With colleague Abi Gewirtz, whom August met and mentored early in her career, August has been working to develop personalized prevention approaches in children’s mental health with support from a National Institute of Mental Health (NIMH) Center for Personalized Prevention Research, which he directs. That means looking at new discoveries in genetics, neuroscience, and developmental science for innovative ways to design interventions that take the needs and preferences of children and their families into account.

It also means incorporating innovative technologies into intervention design and delivery, such as health care coaches, hotlines, text message alerts, and other technological advances such as mobile apps.

“Americans generally aren’t interested in health until they become unhealthy,” August observes wryly.

“People who may be at risk do not see themselves as help seekers. So you design ways to connect with them.”

August is also the director of training for the University’s new Institute for Translational Research in Children’s Mental Health, with clinics to open soon. Gewirtz is the director, with internationally renowned professor Dante Cicchetti as director of research.

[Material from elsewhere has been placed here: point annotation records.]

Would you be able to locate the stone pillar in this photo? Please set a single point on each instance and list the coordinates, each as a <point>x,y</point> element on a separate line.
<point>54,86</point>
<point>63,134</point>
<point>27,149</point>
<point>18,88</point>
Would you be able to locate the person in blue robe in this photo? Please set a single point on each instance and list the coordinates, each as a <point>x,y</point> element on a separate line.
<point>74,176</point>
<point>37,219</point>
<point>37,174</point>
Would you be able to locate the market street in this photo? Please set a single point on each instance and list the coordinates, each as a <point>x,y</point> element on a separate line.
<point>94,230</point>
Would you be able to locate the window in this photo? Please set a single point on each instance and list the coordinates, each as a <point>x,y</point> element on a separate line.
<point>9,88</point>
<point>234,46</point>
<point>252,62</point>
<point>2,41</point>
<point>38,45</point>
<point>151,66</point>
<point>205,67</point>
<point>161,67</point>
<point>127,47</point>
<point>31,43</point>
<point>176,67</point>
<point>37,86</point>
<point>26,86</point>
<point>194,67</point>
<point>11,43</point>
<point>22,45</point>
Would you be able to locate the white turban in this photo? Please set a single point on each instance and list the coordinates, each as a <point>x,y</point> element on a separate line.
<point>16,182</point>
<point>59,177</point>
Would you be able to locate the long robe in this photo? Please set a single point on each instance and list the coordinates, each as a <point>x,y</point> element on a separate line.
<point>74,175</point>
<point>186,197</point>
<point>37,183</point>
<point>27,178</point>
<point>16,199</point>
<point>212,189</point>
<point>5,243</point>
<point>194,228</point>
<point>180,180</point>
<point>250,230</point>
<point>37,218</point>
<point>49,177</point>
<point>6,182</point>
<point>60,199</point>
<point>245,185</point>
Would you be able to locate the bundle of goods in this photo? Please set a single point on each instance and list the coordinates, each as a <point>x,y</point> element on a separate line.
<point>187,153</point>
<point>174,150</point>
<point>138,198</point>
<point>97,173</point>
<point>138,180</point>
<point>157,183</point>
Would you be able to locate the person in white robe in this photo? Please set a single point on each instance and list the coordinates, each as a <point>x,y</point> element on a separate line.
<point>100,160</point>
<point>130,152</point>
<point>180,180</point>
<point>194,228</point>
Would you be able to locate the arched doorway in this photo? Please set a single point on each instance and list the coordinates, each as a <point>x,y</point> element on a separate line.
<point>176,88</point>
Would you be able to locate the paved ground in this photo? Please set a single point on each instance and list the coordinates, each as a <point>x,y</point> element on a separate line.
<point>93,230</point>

“I had read everything Dante ever wrote and finally met him as the institute was developing,” says August.

The institute’s team will be using various translational science approaches in order to design novel interventions based on discoveries that focus on the underlying mechanisms associated with the onset and maintenance of disorders.

Located downtown near the University’s West Bank campus, the institute’s new mental health counseling and training clinic and lab will soon provide service to high-risk families. It will also provide University clinical graduate students a training ground in evidence-based treatment preventions—training that August is ideally suited to oversee.